Per me il momento in cui chi ho davanti trova questi nuovi nessi è pura magia. Quel pezzetto di sè è sempre stato lì, modestamente celato dietro cumuli di routine, di strategie solidificate, certe volte incancrenite ma fino a quel momento indispensabili.
Gli espedienti narrativi principali che ci hanno permesso di arrivare lì sono fondamentalmente due: il corpo e le emozioni.
Il primo viene spesso messo a margine, relegato a mera macchina, come se, per scrivere un libro, la carta delle pagine e il cartoncino della copertina non fossero fondamentali affinché la storia prenda forma! Il corpo, spesso ignorato, altre volte maltrattato, altre ancora iper-attenzionato.
La fatica di ascoltarlo è palpabile, ogni tanto si leva una voce che chiede “ma a che ci serve?”, la mia risposta è variabile ma sinteticamente potrebbe essere riassunta così: “perché non dovrebbe servirci se sta lì?”.
Osservare il corpo permette di intensificare la trama, delineare meglio i dettagli del protagonista e di tutti gli altri personaggi che partecipano alla storia. Un sopracciglio che si alza prende significati a volte inaspettati e genera tumulto nella pancia. Le corde vocali che graffiano e fanno venir sù quella voce roca fanno improvvisamente comparire pesi sul petto. E da questi dettagli è possibile tessere una storia, un racconto dettagliato della propria esistenza.
Le seconde invece vengono molto spesso addobbate con parole similari che spaventano meno: la rabbia diventa fastidio, nervoso, prurito; la tristezza diventa mal umore, stare giù, fiacca; il disgusto diventa antipatia, repulsione, ancora fastidio; la paura inesistente, d’altronde di cosa dovremmo avere paura in questo mondo occidentale?; la felicità quasi sempre citata come grande assente .

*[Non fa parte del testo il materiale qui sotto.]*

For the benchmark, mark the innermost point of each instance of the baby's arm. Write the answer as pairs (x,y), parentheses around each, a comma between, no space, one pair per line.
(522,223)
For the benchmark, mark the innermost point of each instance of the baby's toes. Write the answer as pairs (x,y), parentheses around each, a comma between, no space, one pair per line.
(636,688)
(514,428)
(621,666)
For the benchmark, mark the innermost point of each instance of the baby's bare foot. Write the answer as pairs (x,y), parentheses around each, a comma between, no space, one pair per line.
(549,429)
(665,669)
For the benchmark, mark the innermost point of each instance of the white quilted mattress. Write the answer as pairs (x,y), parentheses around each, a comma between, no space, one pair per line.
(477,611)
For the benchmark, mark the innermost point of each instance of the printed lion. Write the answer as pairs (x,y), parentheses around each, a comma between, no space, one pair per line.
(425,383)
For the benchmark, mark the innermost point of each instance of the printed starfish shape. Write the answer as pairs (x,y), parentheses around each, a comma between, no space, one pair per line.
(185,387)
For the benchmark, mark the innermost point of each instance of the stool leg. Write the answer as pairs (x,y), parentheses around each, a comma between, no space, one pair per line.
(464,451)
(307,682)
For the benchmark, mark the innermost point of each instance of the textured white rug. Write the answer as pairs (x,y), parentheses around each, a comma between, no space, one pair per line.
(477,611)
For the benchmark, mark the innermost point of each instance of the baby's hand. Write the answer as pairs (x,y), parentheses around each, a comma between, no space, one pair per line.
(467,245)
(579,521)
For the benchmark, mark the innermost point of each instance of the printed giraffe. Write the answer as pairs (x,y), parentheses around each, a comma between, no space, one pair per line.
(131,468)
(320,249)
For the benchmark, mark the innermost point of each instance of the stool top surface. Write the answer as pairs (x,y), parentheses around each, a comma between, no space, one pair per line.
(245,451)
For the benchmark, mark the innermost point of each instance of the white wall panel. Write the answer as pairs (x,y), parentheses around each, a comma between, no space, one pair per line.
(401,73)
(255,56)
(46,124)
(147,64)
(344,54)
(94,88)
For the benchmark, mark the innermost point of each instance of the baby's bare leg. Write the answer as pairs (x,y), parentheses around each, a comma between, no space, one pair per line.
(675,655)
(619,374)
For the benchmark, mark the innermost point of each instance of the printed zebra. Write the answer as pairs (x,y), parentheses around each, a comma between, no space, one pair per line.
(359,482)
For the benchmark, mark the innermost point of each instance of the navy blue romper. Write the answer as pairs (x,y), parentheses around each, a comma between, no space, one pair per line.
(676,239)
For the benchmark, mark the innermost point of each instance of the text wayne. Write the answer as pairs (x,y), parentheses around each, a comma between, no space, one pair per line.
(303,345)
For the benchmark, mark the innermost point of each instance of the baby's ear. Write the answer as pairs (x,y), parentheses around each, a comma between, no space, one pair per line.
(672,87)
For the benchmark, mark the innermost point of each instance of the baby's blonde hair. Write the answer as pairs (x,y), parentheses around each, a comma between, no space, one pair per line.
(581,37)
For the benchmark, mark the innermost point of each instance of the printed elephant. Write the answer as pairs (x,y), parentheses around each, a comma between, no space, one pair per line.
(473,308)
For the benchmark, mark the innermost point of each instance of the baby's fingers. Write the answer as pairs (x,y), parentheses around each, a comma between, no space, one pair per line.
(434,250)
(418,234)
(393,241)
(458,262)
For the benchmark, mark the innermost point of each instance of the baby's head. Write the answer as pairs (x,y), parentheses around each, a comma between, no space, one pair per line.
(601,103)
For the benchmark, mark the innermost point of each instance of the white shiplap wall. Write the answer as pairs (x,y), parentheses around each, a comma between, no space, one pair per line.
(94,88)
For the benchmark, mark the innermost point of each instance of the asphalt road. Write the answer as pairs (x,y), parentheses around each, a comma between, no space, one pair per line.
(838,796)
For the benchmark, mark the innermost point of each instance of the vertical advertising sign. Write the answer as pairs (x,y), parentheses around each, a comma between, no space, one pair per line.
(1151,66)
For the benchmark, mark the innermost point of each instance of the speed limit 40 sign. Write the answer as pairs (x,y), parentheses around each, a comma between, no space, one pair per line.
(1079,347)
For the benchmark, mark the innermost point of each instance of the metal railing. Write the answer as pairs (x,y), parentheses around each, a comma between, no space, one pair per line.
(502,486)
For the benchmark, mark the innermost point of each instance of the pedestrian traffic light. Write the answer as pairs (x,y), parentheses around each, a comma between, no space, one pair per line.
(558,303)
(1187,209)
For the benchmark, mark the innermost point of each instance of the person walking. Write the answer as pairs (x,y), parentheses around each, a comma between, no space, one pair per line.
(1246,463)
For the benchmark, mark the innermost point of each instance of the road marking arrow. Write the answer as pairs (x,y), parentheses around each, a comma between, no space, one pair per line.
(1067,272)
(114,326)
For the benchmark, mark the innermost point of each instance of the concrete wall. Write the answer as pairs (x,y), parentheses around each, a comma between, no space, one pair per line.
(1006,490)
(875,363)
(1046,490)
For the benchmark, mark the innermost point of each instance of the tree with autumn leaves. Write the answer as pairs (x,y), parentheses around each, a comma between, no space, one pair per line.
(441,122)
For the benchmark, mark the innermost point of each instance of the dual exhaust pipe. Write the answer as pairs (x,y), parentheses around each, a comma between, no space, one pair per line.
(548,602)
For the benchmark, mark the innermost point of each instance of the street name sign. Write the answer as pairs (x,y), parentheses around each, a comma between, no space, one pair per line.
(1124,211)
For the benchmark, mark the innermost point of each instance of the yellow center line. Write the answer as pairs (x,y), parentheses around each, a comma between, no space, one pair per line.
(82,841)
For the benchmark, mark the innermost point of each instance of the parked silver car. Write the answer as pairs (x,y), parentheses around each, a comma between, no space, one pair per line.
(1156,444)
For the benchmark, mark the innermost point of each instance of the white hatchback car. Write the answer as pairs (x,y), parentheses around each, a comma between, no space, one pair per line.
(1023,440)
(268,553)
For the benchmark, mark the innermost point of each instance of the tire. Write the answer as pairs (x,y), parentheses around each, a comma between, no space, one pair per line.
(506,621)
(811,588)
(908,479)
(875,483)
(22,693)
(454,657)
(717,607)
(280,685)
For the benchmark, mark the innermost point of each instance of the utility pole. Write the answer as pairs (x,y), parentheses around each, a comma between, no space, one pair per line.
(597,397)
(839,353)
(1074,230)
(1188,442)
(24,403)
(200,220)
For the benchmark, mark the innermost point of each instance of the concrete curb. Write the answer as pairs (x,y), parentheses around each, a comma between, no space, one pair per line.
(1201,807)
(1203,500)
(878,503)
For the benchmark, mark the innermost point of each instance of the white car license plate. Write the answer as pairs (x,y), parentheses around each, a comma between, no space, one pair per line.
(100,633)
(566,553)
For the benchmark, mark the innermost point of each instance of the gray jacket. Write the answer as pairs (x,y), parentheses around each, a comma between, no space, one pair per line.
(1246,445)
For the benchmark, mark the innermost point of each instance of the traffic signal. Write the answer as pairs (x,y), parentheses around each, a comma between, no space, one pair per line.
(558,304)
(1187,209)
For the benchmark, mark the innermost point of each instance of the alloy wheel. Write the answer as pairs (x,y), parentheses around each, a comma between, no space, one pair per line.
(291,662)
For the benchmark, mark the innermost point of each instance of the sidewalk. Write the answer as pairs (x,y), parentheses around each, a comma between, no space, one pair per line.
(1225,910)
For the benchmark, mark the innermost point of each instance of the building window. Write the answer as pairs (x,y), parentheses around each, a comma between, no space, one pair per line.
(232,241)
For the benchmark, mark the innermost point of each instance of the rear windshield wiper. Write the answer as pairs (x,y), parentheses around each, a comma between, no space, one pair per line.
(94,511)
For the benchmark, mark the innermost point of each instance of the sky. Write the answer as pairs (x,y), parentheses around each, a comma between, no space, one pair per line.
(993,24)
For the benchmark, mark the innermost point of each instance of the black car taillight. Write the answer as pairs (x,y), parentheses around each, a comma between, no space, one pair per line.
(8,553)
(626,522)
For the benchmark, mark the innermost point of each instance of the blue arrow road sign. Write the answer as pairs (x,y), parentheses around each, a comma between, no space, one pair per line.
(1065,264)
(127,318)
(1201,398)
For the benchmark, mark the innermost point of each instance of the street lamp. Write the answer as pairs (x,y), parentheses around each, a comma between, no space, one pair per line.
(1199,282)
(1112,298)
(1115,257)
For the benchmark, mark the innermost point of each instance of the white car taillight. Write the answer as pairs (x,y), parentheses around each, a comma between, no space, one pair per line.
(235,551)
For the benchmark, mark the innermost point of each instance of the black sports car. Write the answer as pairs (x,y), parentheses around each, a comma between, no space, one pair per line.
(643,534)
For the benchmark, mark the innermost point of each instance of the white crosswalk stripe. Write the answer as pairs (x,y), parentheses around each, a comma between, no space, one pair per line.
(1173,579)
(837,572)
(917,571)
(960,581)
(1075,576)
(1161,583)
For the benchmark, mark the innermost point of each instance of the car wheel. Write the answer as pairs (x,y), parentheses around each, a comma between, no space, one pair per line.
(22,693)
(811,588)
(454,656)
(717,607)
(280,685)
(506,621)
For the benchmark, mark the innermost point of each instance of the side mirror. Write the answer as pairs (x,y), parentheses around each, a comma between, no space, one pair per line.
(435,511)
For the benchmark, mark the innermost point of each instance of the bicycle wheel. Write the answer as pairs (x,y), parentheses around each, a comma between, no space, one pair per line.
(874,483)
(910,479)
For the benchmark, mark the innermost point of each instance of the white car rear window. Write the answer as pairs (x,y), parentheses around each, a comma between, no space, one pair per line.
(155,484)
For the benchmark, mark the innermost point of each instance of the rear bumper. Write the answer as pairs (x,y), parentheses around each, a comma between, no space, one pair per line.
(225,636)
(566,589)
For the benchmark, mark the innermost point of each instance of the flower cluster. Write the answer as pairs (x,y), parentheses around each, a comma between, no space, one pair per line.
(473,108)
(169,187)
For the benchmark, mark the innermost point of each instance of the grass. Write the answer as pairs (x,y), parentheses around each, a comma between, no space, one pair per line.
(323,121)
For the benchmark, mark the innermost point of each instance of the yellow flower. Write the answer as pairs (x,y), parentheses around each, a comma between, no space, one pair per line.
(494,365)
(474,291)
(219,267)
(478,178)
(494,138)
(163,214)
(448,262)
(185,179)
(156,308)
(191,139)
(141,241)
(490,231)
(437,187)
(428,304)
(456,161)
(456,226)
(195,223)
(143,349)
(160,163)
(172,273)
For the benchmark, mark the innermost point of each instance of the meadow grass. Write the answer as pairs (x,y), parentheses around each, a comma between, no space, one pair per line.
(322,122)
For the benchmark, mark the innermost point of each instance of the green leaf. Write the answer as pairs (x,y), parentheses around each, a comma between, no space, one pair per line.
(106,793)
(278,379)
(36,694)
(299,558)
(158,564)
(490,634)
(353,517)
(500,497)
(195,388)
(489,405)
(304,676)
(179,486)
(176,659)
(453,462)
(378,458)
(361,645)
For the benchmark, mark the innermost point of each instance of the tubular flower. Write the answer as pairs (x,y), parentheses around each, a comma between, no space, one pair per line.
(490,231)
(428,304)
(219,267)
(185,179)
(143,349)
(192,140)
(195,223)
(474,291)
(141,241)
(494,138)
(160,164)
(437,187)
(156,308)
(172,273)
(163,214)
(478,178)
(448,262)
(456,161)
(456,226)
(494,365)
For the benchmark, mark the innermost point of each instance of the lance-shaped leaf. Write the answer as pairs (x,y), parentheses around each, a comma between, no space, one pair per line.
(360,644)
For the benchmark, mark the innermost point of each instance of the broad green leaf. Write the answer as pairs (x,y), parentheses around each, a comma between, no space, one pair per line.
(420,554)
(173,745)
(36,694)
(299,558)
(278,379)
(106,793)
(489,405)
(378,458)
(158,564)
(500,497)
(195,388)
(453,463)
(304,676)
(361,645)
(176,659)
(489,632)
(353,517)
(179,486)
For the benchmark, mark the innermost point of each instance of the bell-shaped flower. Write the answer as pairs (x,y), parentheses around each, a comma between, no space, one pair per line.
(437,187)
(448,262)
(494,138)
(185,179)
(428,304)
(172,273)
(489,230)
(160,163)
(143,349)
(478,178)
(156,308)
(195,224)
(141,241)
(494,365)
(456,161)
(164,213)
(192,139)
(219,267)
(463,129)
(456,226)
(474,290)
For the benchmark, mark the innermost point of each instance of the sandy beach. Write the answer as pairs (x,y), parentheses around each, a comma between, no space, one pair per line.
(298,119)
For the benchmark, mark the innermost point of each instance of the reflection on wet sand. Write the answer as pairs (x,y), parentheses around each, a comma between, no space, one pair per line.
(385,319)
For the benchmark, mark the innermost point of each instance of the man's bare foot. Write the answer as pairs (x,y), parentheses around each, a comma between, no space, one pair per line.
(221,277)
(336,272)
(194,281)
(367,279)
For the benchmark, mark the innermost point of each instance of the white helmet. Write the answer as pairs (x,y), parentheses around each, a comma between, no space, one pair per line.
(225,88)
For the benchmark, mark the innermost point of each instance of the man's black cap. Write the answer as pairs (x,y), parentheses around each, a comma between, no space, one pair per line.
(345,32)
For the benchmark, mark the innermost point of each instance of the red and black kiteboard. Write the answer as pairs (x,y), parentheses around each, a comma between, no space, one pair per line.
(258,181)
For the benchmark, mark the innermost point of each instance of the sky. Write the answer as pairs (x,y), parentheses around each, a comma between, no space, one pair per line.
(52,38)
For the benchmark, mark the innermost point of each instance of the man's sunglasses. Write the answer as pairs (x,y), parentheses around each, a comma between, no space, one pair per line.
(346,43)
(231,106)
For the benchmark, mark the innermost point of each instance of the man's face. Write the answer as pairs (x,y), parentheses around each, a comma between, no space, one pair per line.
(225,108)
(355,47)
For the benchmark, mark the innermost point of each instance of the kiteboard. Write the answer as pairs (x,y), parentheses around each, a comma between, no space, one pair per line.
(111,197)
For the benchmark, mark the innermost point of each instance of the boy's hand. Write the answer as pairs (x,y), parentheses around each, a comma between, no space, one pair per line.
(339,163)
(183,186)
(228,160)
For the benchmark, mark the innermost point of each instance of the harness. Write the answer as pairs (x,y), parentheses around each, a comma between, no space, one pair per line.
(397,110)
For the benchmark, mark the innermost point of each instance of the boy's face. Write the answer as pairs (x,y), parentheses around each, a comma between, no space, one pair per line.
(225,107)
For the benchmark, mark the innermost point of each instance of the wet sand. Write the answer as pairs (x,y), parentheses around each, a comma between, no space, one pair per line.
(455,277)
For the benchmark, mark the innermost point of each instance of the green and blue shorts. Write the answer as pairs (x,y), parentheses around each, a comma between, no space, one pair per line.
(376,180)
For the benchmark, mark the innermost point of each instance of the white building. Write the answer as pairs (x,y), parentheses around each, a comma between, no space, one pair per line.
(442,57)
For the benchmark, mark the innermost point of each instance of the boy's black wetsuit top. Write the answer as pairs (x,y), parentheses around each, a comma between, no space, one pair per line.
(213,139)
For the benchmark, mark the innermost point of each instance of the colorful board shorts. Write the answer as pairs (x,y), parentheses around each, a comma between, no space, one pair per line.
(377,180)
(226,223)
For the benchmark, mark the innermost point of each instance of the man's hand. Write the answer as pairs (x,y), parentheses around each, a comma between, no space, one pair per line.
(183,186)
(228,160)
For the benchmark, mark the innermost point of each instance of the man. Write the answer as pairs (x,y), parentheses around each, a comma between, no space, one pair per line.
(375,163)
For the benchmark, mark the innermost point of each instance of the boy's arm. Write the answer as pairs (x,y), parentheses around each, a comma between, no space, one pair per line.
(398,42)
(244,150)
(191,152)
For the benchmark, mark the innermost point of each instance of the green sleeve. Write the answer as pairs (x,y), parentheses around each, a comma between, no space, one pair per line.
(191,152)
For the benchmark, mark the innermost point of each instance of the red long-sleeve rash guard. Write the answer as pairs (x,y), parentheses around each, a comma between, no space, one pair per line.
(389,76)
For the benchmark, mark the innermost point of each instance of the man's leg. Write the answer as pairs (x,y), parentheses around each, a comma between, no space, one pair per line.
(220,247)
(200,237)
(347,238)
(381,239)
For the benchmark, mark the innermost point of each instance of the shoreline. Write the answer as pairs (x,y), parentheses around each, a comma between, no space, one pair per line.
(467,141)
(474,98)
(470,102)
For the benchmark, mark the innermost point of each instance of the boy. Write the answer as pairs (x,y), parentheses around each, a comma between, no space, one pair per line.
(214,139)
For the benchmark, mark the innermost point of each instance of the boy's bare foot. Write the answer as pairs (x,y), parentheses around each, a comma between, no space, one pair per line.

Quando prendono forma, comunque, si inizia ad usarle in modo maldestro, a volte confuso, tentennate, timido. Ma comunque si iniziano a usare! Proprio lì ecco che la storia si colora di sfumature un po’ più chiare, i contorni si delineano e la trama diventa ancor più lineare. Alla fine sono appena 5, stanno lì a susseguirsi senza sosta a intensità variabili ma ci accompagnano sempre, non possiamo farne a meno. Il fatto che ci siano ci segnalano che la trama può proseguire.
Quando il primo e le seconde si allineano poi ecco la raffinatezza di stile! La storia non è più unidimensionale, si arricchisce dei dettagli e dona la possibilità, da lì in avanti, di maneggiare tutti questi pezzetti con più abilità, di conoscerli e avere la possibilità di scegliere che svolta dare a quel racconto, il proprio.